Horus vs. Ollanius Pius. The former was the strongest and most skilled of a bunch of demi-gods before the Chaos Gods used him as a receptacle for power. The latter was a standard Guardsman, the same as the ones who die in droves against the alien and mutant every day. Pius died standing, if only because his skin hit the far wall before the rest of him hit the ground.
Primarch Sanguinius vs. Ka'Bhanda. After a short battle, the greatest of Khorne's daemon lords was sent back to the Warp with no wings, a broken back and a serious case of butthurt.
The Battle of the Blood Nebula. The Imperium, finally having enough of the Eldar, decides to root them out at the source and destroy a Craftworld. Unfortunately, the one they chose was Biel-tan. Result: an entire Imperial sector fleet annihilated, with Biel-tan taking minimal loss. The defeat was so utterly crushing that it caused the Imperium to drop the whole "exterminate the Eldar" idea and simply deal with them as they crop up, although it didn't stop the Invaders Space Marines from delivering their own curb-stomp on Craftworld Idrahae later. In a three-fer stomping, the survivors of Idrahae went to Craftworld Alaitoc for help, and Alaitoc sent a force to the Invaders' homeworld; as a result, the Invaders were forced to become a fleet-based chapter.
The Doom of Malan'tai. An entire Eldar Craftworld lost to a lone Tyranid zoanthrope. Ok, admittedly, the stomping happened after it ate all of the soul energy of the Craftworld's Infinity Circuit, but still, not one of the Eldar's finer moments.
Pretty much the whole schtick of the Legion of the Damned is jumping into battles where the Imperium is on the receiving end of a stomping, and turning the tables. The Space Wolves are also pretty famous in-universe for dolling these out.
The Singularity System models vehicle-scale and personal-scale combat with the same system. Unsurprisingly, cross-scale combats are usually Curb Stomp Battles in favor of the vehicular-scale combatants. This is not always the case, though, especially when Powered Armor come into play.
Any time a traditionally equipped Martian army gets into a scrap with a modern force in Rocket Age. The Deutsche Marskorps and their war-walkers in particular are the masters of this.
In RuneQuest, it's established that attacking the dragonewt home city and destroying their eggs - the focus of their repeated reincarnation - is completely off limits. The reason lies in the last time it was tried: The true dragons got very, very upset and the resulting Dragonkill Wars weren't so named because of anything the dragons suffered. Ever since, it has been understood that battling individual dragonewts is allowed, but attempted genocide is a giant no-no.

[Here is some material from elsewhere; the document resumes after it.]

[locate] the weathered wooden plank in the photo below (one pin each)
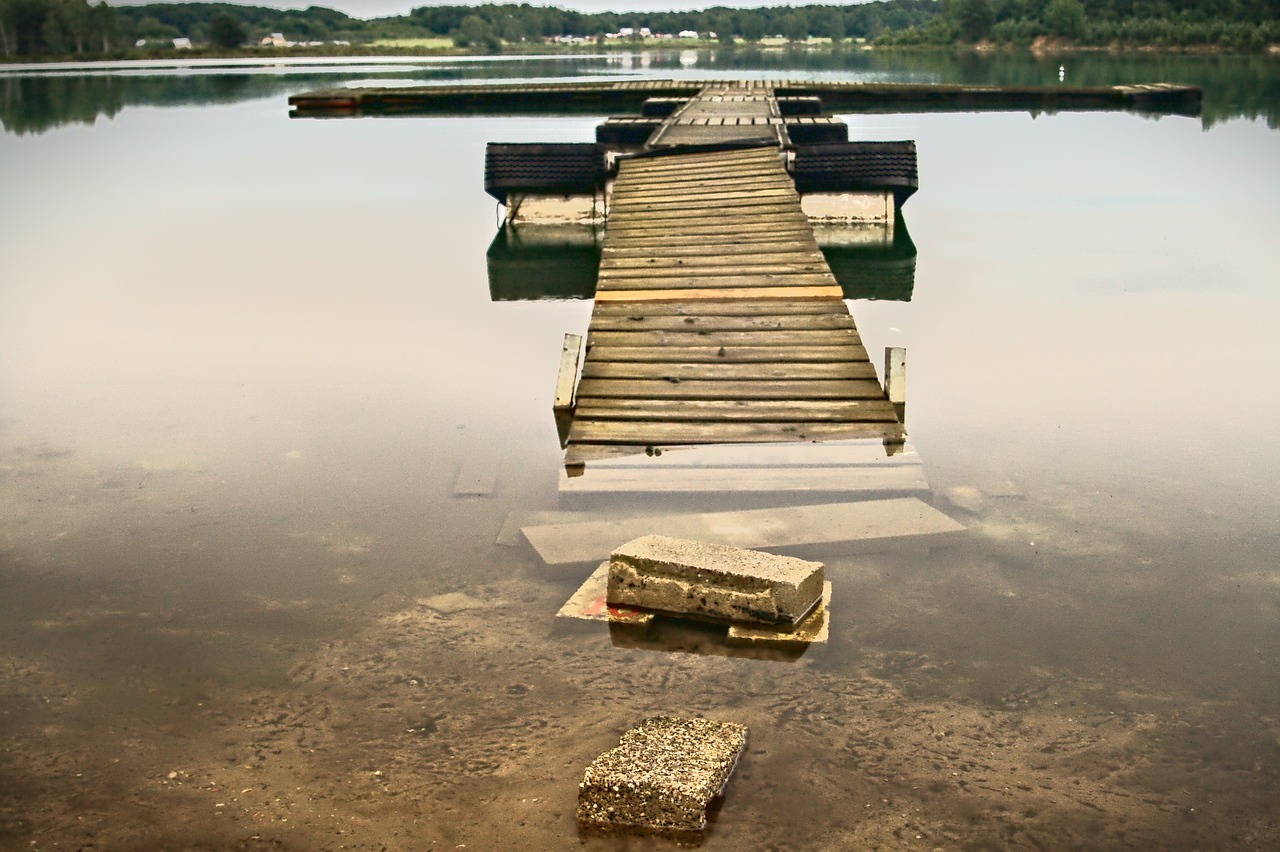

As per other games above, pretty much guaranteed in Anima: Beyond Fantasy if low-level characters fight high-level ones. To give some scale, here someone of around level 3 is considered, to give a comparison, the equivalent of an elite soldier (think of Rambo) and those of around level 6 equivalent to people who in Real Life are just a-few-in-all-history. Level 8 characters and higher are said to be able to single-handedly destroy an enemy army, and it just continues going up from there... until someone finds that the game's most powerful entities (Beryls, the Shajads, C'iel, and Gaira) could kill the highest-level character someone could think of with just the equivalent of winking an eye.